Après avoir confié Die Hard 2 à Renny Harlin (réalisateur du quatrième Freddy), Joel Silver fait appel à Stephen Hopkins, metteur en scène du cinquième volet (L’Enfant du cauchemar). Ancien collaborateur de Russell Mulcahy sur Highlander et ancien dessinateur pour Marvel UK, Hopkins partage le goût de son mentor pour une mise en scène graphique et cinétique, proche de l’esthétique du comic book. Predator 2 est un film excessif, qui pousse délibérément les curseurs de la violence et du gore. Moins élégant que McTiernan mais plus frénétique, Hopkins imprime une énergie folle à sa caméra virevoltante, tournant dans les quartiers les plus dangereux de Los Angeles — où l’équipe découvrit même un cadavre pendant le tournage. Avec le directeur photo Pete Levy, il compose des ambiances quasi expressionnistes, notamment dans la séquence sous lumière ultraviolette où Keyes tente de piéger la créature. Le film flirte parfois avec le fantastique, comme lors de la confrontation entre King Willie, adepte du vaudou, et le Predator dans une ruelle. Pour renforcer cette atmosphère singulière, Hopkins s’entoure du légendaire Lawrence G. Paull (Blade Runner, Retour vers le Futur), qui conçoit les nouvelles armes du chasseur — la lance rétractable, le Smart Disc, le filet tranchant — et imagine l’intérieur du vaisseau, d’inspiration aztèque. Cette scène finale, spectaculaire, contribue à faire de Predator 2, sans égaler l’original, un film marquant, violent et stylé, emblématique des excès visuels du cinéma des années 90.
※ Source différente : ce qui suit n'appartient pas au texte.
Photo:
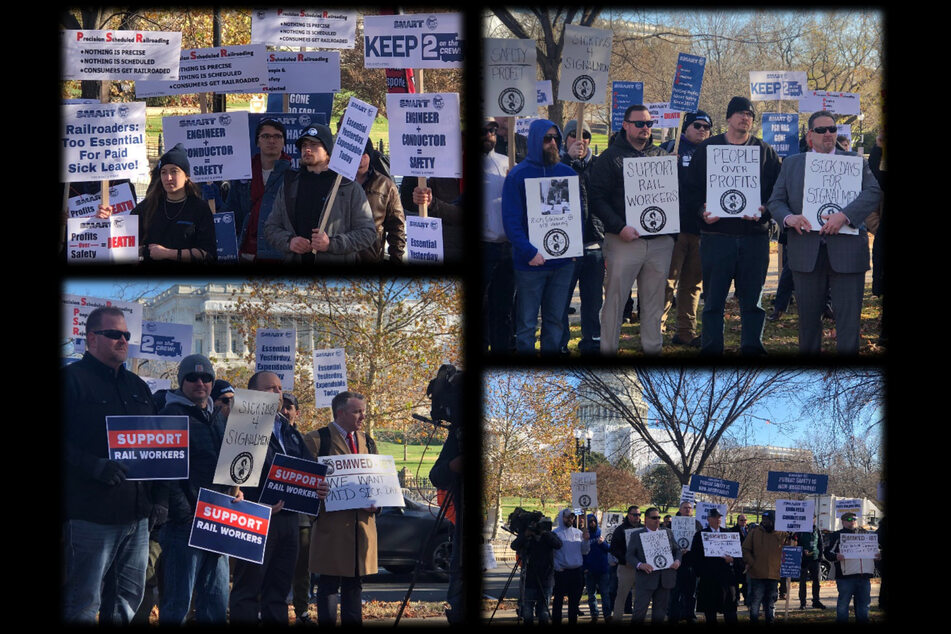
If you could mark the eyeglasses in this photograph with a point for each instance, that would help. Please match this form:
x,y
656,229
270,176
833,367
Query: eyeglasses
x,y
111,333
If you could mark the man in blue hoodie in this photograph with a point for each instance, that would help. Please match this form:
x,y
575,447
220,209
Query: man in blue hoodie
x,y
539,283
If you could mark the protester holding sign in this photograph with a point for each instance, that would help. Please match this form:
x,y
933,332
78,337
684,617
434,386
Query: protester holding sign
x,y
734,250
830,258
294,224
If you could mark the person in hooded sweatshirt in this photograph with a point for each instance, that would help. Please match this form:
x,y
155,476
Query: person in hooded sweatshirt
x,y
539,282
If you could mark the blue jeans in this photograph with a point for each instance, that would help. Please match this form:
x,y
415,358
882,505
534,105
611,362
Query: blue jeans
x,y
861,589
548,289
188,570
105,571
762,591
742,260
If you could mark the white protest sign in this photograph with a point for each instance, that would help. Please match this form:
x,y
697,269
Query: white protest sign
x,y
86,205
858,545
424,243
722,543
554,216
76,309
584,490
330,375
359,481
509,77
424,127
121,55
419,40
103,142
352,138
832,182
247,434
794,516
275,351
683,528
733,180
303,72
657,551
652,194
216,144
585,62
112,240
315,28
223,69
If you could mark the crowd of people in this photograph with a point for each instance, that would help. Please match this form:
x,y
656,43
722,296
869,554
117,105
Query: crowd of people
x,y
825,267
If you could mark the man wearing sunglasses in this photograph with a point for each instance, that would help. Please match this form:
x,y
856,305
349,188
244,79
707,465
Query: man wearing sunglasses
x,y
106,532
823,259
629,256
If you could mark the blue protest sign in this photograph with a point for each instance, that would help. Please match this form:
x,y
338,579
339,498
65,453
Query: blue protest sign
x,y
714,486
152,447
688,79
237,529
788,482
623,95
781,131
295,481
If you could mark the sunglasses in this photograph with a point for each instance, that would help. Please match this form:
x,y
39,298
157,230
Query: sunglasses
x,y
114,334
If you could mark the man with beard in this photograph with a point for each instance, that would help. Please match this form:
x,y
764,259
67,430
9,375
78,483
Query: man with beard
x,y
293,226
539,283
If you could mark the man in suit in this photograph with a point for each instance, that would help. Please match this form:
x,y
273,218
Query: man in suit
x,y
654,578
826,260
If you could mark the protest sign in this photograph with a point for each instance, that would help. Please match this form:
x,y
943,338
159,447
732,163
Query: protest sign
x,y
214,142
623,95
150,447
303,72
163,342
226,236
220,69
554,216
295,481
423,40
721,543
236,529
275,351
120,55
688,79
352,138
733,180
247,434
776,85
509,77
714,486
330,375
652,194
795,516
683,528
585,62
314,28
424,243
858,545
359,481
103,142
832,182
791,482
781,131
424,127
584,490
657,551
112,240
86,205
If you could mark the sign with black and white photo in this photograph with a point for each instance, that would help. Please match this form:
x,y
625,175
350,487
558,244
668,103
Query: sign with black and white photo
x,y
554,216
652,194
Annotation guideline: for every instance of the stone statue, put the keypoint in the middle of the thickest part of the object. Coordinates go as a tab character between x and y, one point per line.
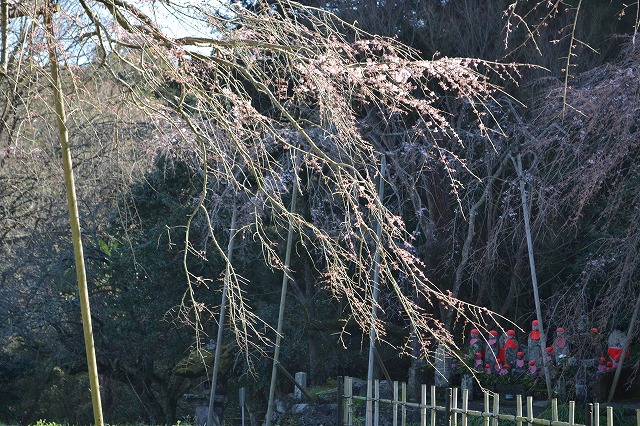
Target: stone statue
510	348
561	349
535	346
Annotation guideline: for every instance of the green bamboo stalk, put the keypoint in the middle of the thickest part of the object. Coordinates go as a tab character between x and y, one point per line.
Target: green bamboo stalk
81	274
212	419
283	296
534	276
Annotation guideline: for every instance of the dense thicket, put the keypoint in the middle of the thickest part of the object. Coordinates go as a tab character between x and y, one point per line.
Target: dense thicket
453	205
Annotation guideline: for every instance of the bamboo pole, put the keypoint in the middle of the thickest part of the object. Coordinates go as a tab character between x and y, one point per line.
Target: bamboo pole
423	405
283	295
534	277
4	23
374	307
212	419
74	218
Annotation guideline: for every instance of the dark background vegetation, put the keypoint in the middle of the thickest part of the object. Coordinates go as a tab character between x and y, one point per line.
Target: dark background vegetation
582	172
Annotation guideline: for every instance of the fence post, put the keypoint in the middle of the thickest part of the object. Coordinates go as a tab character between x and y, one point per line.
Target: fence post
433	405
395	403
486	412
454	405
588	415
572	413
465	406
423	406
340	401
447	409
404	403
376	403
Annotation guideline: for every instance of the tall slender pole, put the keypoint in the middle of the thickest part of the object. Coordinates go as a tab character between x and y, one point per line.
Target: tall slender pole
534	277
374	304
4	46
212	419
283	296
625	347
74	218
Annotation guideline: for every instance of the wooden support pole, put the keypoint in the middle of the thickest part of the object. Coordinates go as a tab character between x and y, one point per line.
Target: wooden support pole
212	419
74	218
283	295
396	399
375	290
534	276
447	408
340	401
627	342
288	375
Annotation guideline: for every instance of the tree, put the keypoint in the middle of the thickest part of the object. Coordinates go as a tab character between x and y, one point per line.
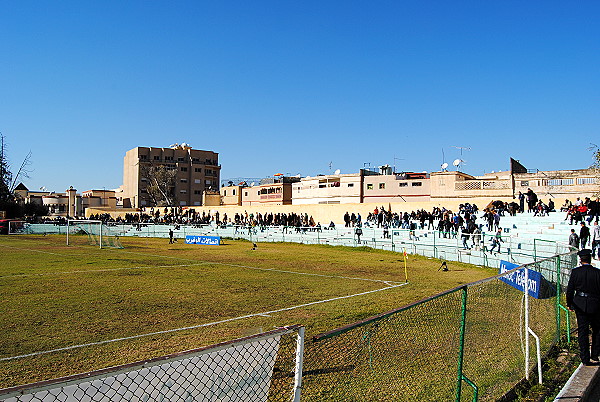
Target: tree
5	173
9	181
161	184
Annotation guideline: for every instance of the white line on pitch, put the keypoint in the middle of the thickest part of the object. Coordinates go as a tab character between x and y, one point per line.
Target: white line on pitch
85	271
263	314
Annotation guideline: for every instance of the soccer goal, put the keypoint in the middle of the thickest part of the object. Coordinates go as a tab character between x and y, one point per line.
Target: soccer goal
18	227
97	235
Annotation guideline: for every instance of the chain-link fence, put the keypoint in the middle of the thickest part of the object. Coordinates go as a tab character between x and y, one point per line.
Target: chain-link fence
464	344
473	249
264	367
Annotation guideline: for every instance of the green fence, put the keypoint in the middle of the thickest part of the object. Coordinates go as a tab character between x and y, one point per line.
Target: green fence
464	344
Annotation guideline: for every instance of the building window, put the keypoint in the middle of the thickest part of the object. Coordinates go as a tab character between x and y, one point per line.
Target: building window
586	180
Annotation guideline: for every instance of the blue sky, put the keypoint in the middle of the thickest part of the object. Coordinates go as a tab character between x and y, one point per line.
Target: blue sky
290	86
Conclusion : Predator 2 est une suite audacieuse qui affirme sa propre identité. Sous la direction nerveuse de Stephen Hopkins, le film fusionne habilement thriller policier et science-fiction fantastique, tout en s’inscrivant dans l’air du temps marqué par la guerre contre la drogue. Sans surpasser le film de McTiernan, il enrichit durablement l’univers du Predator et demeure, plus de trente ans après sa sortie, l’une des suites les plus singulières et sous-estimées du cinéma d’action.